Mit gemischten Gefühlen warteten wir gespannt auf den Beginn des Praktikantenprogramms. Nach einer ausgesprochen herzlichen und netten Begrüßung und einer kurzen Einführung in die Geschichte und Struktur der Kanzlei, lernten wir uns bei einem gemeinsamen Mittagessen in einem Kölner Lokal näher kennen.

Zurück in der Kanzlei ging es gleich an die Aufteilung in die verschiedenen Teams. Die Kanzlei gliedert sich in mehrere Arbeitsbereiche: Banking, Corporate Finance, Employment, IP/IT sowie Real Estate.
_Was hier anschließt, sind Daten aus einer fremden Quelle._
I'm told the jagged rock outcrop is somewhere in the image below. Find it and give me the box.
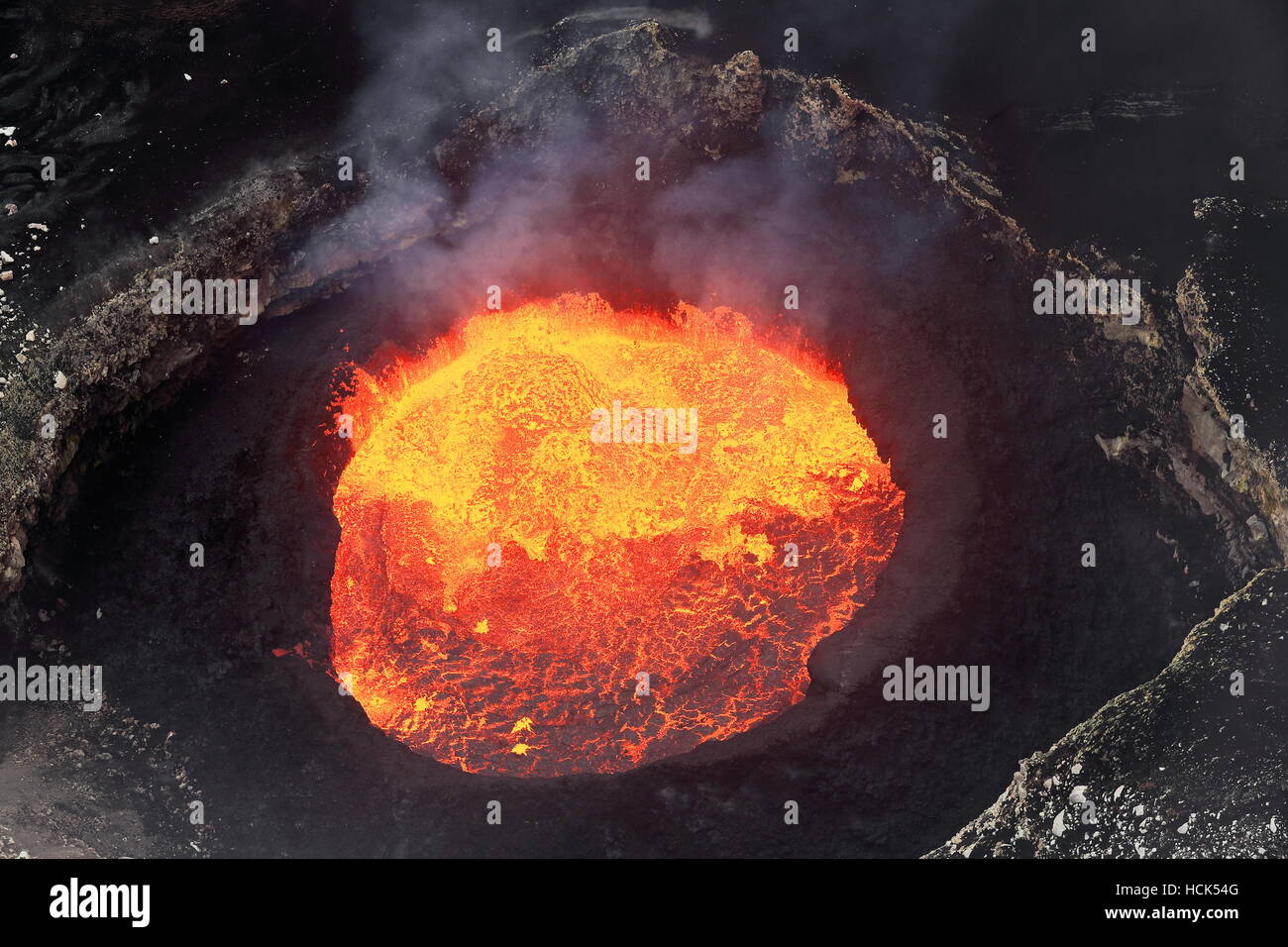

Bei der Verteilung in die unterschiedlichen Teams wurden unsere Präferenzen und besonderen Interessen berücksichtigt. Der ereignisreiche erste Tag endete mit einer Führung durch das Museum der Dom-Brauerei, einem erfrischenden Kölsch und einem ‚Halven Hahn‘.

In den kommenden drei Wochen unseres Praktikums gestaltete sich unser Tagesablauf wie folgt:

Vormittags wurden einzelne Teams vorgestellt und verschiedene Fachvorträge gehalten. Wir lernten darüber hinaus, wie eine Großkanzlei verwaltet wird. Die Vorträge zeichneten sich insbesondere dadurch aus, dass die Referenten es stets verstanden uns einzubinden: Beispielsweise haben wir einen Arbeitsvertrag auf seine Richtigkeit überprüft, die Urheberrechtsproblematik im Zusammenhang einer CD-Herausgabe erarbeitet und den Ablauf eines Unternehmenskaufes erörtert. Abgerundet wurden die fachlichen Vorträge durch solche über die Organisation einer Großkanzlei. Hierbei wurden uns Marketing, Personal- und Rechnungswesen sowie die IT nähergebracht. Als ein besonderes Highlight gestaltete sich ein Workshop einer eigens hierfür angereisten Mitarbeiterin aus London, die nicht nur über das internationale Profil von Norton Rose referierte, sondern darüber hinaus Fortbildungsmaßnahmen im Soft-Skill-Bereich vorstellte. Im anschließenden Selbsttest wurden wir auf unsere Stärken und Schwächen im Bereich des Time-Managements hingewiesen.

Nach den Mittagspausen, die wir des öfteren in großer Runde verbrachten, erwartete uns die Arbeit in den Teams. Dort wurde uns ein Anwalt als Betreuer zur Seite gestellt, der uns in seine Arbeit einbezog, indem er uns verschiedene Aufgaben zuwies. Dazu gehörte nicht nur Aktenarbeit und Recherche, sondern auch das Verfassen von Schriftsätzen oder Gutachten, Übersetzungen und die Teilnahme an Mandantengesprächen. Zusätzlich hatten wir die Möglichkeit, Anwälte zu Gerichtsterminen zu begleiten. So hatten wir ausreichend Gelegenheit, den typischen Tagesablauf eines Anwalts einer Wirtschaftskanzlei hautnah mitzuerleben.

Mit dem Feierabend in der Kanzlei war unser Tag jedoch noch nicht beendet. Da wir uns gut verstanden, erkundeten wir abends und am Wochenende die Stadt Köln.

Krönender Abschluss des Praktikums bildete die Teilnahme am traditionellen Reibekuchenessen, das Jahr für Jahr von den neu angestellten Anwälten vorbereitet wird – dieses Jahr unter tatkräftiger Unterstützung beim Kartoffelschälen von uns Praktikanten.

Abschließend möchten wir uns ganz herzlich bei den Organisatoren, Betreuern und Anwälten für das gelungene Praktikum bedanken. Wegen der herzlichen Aufnahme und der angenehmen Arbeitsatmosphäre wurden sämtliche Klischees einer Großkanzlei ausgeräumt. Jeder von uns kann sich nun vorstellen auch sein Referendariat hier zu absolvieren.